Société civile et contrat de capitalisation

Le Conseil d’Etat a rappelé à l’ordre l’administration fiscale sur la taxation des revenus réalisés par les sociétés translucides et son application aux revenus des contrats de capitalisation (CE, 14 avril 2022, n°s454264, 454265 et 454266). Si le résultat imposable est déterminé au niveau de la société, les associés des sociétés civiles sont imposables, à hauteur de leur quote-part dans la société, à raison des bénéfices constatés par ces sociétés en fin d’exercice indépendamment de leur mise effective à disposition des associés (Code général des impôts –CGI–, art. 8).

«En l’espèce, l’administration fiscale avait intégré aux résultats imposables les intérêts et les gains latents des contrats de capitalisation souscrits par la société civile, rappelle Rosa Riche. En effet, conformément aux statuts, les sociétés avaient arrêté leurs bénéfices en fonction de la variation de l’actif net de chaque société entre l’ouverture et la clôture de l’exercice, en ce compris la valorisation positive prise par ces contrats. L’administration s’appuyait sur le fait que ces sommes étaient inscrites en compte courant pour les considérer comme ayant été mises à la disposition effective des associés et, à ce titre, imposables entre leurs mains. En censurant cette position, le Conseil d’Etat rappelle qu’il ne faut pas confondre résultat comptable et résultat fiscal.»

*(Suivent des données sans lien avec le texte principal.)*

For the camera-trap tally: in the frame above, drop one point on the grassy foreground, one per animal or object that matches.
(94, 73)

Selon les juges, les associés «sont soumis à l’impôt sur le revenu à concurrence de leur quote-part des bénéfices de la société indépendamment de la répartition de ces bénéfices et sans qu’aient d’incidence à cet égard les modalités de calcul du résultat que la société était statutairement tenue de déterminer à seule fin d’information de ces mêmes associés».

La holding animatrice, le feuilleton de l’année

La notion de holding animatrice et la détermination de ses contours ont rythmé l’année 2022. Son incidence est de taille puisqu’elle détermine notamment l’éligibilité des titres de la holding au dispositif Dutreil. En mai, la Cour de cassation statuait sur la condition de l’activité éligible et sur son appréciation dans le temps (Cass. com. 25mai 2022, n° 19-25.513). Elle a ainsi jugé qu’une holding animatrice qui cesse d’exercer de manière prépondérante son activité éligible après la transmission à titre gratuit de ses titres ne devait pas entraîner la remise en cause du régime de faveur. «Cette interprétation strictement littérale de la loi s’éloigne toutefois de l’intention réelle du législateur à laquelle la Cour de cassation aurait pu davantage se référer», estime Jérôme Commerçon.

Le législateur n’a pas tardé à réagir, en modifiant l’article 787B, c bis du CGI dans la loi n°2022-1157 du 16 août 2022 de Finances rectificative: «La condition d’exercice d’une activité éligible doit être remplie à compter de l’engagement [collectif] de conservation et jusqu’au terme de l’engagement [individuel] de conservation.» Cette nouvelle condition s’applique aux transmissions réalisées depuis le 18 juillet 2022. «Son application est toutefois rétroactive puisqu’elle est susceptible de s’appliquer aux transmissions réalisées avant cette date sous réserve que l’un des engagements soit toujours en cours (collectif, unilatéral ou individuel) et que la société exploitante n’ait pas cessé d’exercer une activité éligible, ce qui pose néanmoins la question de sa constitutionnalité, soulève l’avocat. En attendant, il est conseillé aux sociétés potentiellement concernées de s’adapter. Elles sont invitées à réinvestir le cash issu de la vente de leur filiale dans une activité existante ou d’acquérir des participations dans une société qu’elles pourraient animer, sans provoquer de rupture dans l’exercice d’une activité éligible.»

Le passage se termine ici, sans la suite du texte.